A few years ago, I would have told you that I mostly operated via rational thought, with little emotion and almost zero bodily awareness in the mix. I once did a team-building exercise at work in which we had to draw a visualization of ourselves – I drew a brain on two legs. That’s how strongly I used to identify with my thoughts and the idea of thinking in general. (Plus, please note that I only had legs, apparently no other body).

As humans, many of us have a constant talk track going in our heads. This talk track provides everything from inane commentary on each moment to seriously critical noise and self-doubt or old stories that still color our picture of the world and our experiences in life.

Humans are meaning-making machines, so we are naturally inclined to make up stories. This tendency has survival benefits, because when you’ve noticed a threatening predator in the past, it is wise to be able to quickly recollect that experience when you see a rustling in the bushes. However sometimes the wind is just blowing, there is no predator, and the meaning you’ve automatically made should be questioned. Inspecting these stories brings us back to reality, and then we can let our curiosity lead us instead.

Here are some common patterns of thought for me, and the ways I’ve dealt with them in the moment:

Thought: Old stories about how things work: “Fred always does that thing”.

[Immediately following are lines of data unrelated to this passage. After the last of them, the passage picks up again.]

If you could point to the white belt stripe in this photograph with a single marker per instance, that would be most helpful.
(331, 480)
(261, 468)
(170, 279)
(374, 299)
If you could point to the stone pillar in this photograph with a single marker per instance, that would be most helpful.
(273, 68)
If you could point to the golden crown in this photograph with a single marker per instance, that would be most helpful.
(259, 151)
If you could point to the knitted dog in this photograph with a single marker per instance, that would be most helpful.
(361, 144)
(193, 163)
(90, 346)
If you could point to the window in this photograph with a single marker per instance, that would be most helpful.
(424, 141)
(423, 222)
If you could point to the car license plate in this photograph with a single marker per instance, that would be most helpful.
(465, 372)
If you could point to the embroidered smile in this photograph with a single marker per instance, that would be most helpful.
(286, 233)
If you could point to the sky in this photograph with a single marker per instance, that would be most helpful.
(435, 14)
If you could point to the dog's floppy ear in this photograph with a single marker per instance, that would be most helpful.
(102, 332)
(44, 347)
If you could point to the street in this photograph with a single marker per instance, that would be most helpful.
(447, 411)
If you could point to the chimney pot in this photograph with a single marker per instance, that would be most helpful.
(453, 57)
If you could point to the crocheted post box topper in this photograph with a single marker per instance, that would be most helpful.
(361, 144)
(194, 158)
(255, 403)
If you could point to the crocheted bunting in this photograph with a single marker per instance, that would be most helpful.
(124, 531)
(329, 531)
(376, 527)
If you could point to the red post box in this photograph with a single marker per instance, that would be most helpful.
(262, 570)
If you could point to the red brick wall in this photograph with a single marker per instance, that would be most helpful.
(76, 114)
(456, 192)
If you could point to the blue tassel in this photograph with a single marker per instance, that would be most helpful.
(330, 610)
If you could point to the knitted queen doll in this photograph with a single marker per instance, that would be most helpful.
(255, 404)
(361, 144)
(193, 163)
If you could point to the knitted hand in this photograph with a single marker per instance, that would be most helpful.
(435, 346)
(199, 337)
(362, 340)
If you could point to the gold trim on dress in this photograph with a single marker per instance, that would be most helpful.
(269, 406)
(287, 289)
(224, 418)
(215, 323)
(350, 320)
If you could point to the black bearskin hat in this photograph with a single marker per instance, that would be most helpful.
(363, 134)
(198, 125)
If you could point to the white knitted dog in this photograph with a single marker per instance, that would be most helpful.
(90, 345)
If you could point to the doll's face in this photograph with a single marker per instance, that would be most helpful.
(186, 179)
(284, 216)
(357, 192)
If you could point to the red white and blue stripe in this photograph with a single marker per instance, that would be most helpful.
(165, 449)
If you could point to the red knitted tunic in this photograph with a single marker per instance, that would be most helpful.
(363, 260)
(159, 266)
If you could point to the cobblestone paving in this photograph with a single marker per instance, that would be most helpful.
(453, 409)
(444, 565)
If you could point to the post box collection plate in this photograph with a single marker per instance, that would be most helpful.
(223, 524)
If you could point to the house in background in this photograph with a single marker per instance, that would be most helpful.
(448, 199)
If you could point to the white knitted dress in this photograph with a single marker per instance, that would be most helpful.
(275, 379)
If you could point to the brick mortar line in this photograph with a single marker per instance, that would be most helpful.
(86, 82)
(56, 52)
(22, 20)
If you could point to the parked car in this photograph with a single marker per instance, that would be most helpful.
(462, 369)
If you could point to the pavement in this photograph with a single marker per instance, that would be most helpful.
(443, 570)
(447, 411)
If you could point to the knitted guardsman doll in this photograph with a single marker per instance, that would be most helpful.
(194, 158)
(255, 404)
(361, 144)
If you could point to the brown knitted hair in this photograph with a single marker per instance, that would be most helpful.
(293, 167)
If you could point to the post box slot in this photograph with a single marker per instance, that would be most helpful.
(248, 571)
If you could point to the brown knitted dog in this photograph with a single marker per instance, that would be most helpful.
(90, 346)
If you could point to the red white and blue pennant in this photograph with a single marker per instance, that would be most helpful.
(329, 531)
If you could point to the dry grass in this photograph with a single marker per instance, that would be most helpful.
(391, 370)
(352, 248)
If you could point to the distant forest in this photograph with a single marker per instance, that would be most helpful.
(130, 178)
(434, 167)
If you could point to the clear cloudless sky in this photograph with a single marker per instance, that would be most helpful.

Meta-thought: Does he? Does that matter right now? Does that mean you have to react in your usual way in this moment?

Thought: Cultural tropes: A PROPER LADY would do things this way.

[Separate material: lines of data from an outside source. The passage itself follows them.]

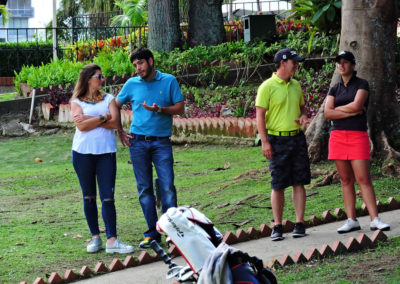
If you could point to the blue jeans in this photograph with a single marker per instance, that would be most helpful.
(103, 167)
(143, 155)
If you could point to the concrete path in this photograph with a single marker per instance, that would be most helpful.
(263, 248)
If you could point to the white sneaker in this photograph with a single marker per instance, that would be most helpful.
(94, 245)
(119, 247)
(377, 224)
(350, 225)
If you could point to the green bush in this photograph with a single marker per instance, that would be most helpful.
(181, 62)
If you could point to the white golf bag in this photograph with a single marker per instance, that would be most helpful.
(209, 260)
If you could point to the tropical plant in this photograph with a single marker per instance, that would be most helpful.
(323, 15)
(134, 14)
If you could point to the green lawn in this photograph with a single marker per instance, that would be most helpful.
(42, 225)
(7, 96)
(380, 265)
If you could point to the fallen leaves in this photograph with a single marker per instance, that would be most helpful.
(227, 166)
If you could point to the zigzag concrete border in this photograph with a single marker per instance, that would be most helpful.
(352, 245)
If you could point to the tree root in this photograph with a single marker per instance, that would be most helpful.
(331, 178)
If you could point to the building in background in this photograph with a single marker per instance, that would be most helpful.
(16, 28)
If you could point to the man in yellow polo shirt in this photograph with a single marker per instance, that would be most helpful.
(280, 114)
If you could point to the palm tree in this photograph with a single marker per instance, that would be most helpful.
(72, 7)
(5, 14)
(135, 14)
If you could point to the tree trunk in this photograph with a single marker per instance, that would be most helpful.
(206, 24)
(369, 31)
(163, 17)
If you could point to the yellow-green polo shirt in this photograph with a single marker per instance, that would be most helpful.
(282, 101)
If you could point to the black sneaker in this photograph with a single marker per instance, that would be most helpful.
(277, 233)
(299, 230)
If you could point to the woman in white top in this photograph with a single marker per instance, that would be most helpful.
(94, 155)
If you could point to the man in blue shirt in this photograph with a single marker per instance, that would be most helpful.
(155, 98)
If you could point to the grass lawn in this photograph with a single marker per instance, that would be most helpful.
(7, 96)
(380, 265)
(43, 228)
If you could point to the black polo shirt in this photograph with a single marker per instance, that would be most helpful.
(345, 95)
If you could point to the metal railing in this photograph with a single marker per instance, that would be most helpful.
(102, 19)
(33, 46)
(241, 8)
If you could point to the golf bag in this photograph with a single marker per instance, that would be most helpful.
(209, 260)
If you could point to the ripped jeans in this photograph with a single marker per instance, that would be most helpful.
(103, 167)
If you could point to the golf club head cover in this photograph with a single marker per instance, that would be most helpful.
(190, 239)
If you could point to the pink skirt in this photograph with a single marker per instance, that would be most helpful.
(348, 145)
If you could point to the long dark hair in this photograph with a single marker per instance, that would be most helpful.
(82, 85)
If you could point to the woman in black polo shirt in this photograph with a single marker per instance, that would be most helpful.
(346, 106)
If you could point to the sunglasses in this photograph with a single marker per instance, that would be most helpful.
(99, 77)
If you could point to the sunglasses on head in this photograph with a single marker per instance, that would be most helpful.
(99, 76)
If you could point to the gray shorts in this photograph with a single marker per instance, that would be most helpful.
(290, 164)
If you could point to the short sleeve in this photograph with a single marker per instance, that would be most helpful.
(332, 90)
(176, 92)
(123, 96)
(262, 99)
(364, 85)
(302, 103)
(109, 98)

Meta-thought: Jeebs, patriarchy, get out of my head.

Thought: Inane things like ear worms. I have an inner playlist. Of one song. On repeat endlessly throughout the day. I call her DJ RebRock.

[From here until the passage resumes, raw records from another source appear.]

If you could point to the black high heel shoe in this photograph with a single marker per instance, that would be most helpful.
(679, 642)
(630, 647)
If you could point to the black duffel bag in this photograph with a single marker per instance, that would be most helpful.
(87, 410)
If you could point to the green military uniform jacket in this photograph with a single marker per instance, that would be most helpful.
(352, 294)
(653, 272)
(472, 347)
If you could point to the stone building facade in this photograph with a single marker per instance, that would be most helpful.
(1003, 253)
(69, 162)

Meta-thought: DJ RebRock, can we please spin a happier tune than Black Hole Sun today?

Thought: Endlessly reworking the past or worrying about the future.

Meta-thought: Enjoying the sun shining in the here-and-now is pretty nice.

To get to the bottom of this reality for you, you have to figure out how to make your own thoughts more visible to yourself. There are a few techniques that I’ve found helpful in increasing my awareness of thought:

Meditation. There is a common misapprehension that meditation is intended to quiet your thoughts. Most meditation approaches are actually just trying to bring awareness to thoughts, emotions and bodily sensations. A helpful metaphor is that thoughts are like passing like clouds in the sky. They come without bidding and pass through in a moment or two. Labeling my thoughts when I see them arise is also helpful: for instance “comparing” comes up a lot for me, as does “worry”. I just mentally note that this category of thought has come up and then lightly observe it as it passes through my mind.

Journaling. I cannot say enough good things about the practice of journaling. I write something in my journal most mornings, just to get my present thoughts and emotions out of my head and onto the page, so I can inspect them. As an analytical person I also love having a record my thoughts and emotions over time, so I can see the trends.

Doing an activity without simultaneous input. For me that’s crocheting or going for a run without listening to a podcast. These are simple activities that occupy my body, which allows my thoughts and emotional tenor to float up so I can see what’s going on for me more explicitly. I also do these things most every day.

These are all forms of sitting with myself, without other inputs, and seeing what comes up. What would this look like for you? What’s coming up for you right now, in this moment, while you read this? That is where to start.

Resources:

  1. Short: Interview with Michael Singer, author of Untethered Soul.
  2. Medium: The 10% Happier My favorite starter meditation app – great tutorials and educational series on the theory behind meditation.
  3. Long: Untethered Soul by Michael Singer – the seminal work on the fact that we are not our thoughts. Highly practical and relatable.